Review: Bob & Carol & Ted & Alice

What do you remember about the movie Bob & Carol & Ted & Alice? Probably the iconic poster of the four of them (Robert Culp, Natalie Wood, Elliott Gould, and Dyan Cannon) staring out from a bed, right? It was titillating and somehow summed up the couple-swapping premise of the movie. It turned out, though, that the movie wasn’t particularly erotic, more a 1969 comedy of manners.

Seeing The New Group’s 2020 musical adaptation of the Paul Mazursky movie at the Pershing Square Signature Center, you have to ask yourself, “Why?” Directed by Scott Elliott, the award-winning Artistic Director of The New Group, it has a melodic score by Duncan Sheik, whose breakout musical theater piece was the Tony-winning Spring Awakening, followed by a half-dozen other productions.

It has an appealing cast, but without the star power of the movie’s cast or even the stars-to-be of Spring Awakening (Jonathan Groff, Lea Michele, John Gallagher, Jr., and Lauren Pritchard!). Joel Perez plays Bob with a mustache and curly hair that’s perfect for 1969 and Elliott Gould’s look, except, ironically, Gould played Ted. Ted is played by Michael Zegen, instantly recognizable as Joel Maisel from The Marvelous Mrs. Maisel, an even earlier period piece. Along with Jennifer Damiano as Carol and Ana Nogueira as Alice, they move and sing well.

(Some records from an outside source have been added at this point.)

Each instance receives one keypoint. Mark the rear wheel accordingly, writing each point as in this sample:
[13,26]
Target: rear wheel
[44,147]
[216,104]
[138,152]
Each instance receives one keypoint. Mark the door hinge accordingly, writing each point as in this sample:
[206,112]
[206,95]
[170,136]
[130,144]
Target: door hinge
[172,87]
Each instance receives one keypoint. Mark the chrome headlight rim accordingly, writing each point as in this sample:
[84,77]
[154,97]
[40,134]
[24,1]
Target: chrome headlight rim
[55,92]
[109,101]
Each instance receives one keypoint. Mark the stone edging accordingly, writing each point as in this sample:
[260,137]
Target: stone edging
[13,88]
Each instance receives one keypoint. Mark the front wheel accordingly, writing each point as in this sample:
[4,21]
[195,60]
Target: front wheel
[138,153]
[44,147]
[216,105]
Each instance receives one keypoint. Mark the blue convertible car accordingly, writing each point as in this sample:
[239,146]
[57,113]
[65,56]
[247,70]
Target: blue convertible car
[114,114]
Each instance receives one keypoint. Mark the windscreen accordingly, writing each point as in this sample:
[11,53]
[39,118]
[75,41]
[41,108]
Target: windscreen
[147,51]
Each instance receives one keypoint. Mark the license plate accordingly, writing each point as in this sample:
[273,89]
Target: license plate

The fifth member of the cast is Band Leader, an all-purpose role that’s part narrator, part various supporting roles. Duncan Sheik was originally going to play that himself, but ended up recruiting his friend Suzanne Vega to do it instead. She does have some star power, as well as a background in the theater, including writing and acting in a one-woman play with music, Lover, Beloved: An Evening with Carson McCullers. She’s comfortable, of course, with Sheik’s music, and adds an ironic tone to the proceedings.

The costumes certainly evoke 1969, as do the rituals of an EST-like facility and drug references. However, the book, by Jonathan Marc Sherman, and the lyrics, by Sheik and Amanda Green, don’t give us any new insights into human behavior, beyond lines like “there are limits to love.” Think of some of 1969’s other films: Midnight Cowboy, Easy Rider, Butch Cassidy and the Sundance Kid, Goodbye Columbus, True Grit. They all have more staying power in their way than Bob & Carol & Ted & Alice. In the end, the musical is earnest and pleasant, but probably not the stuff of Broadway.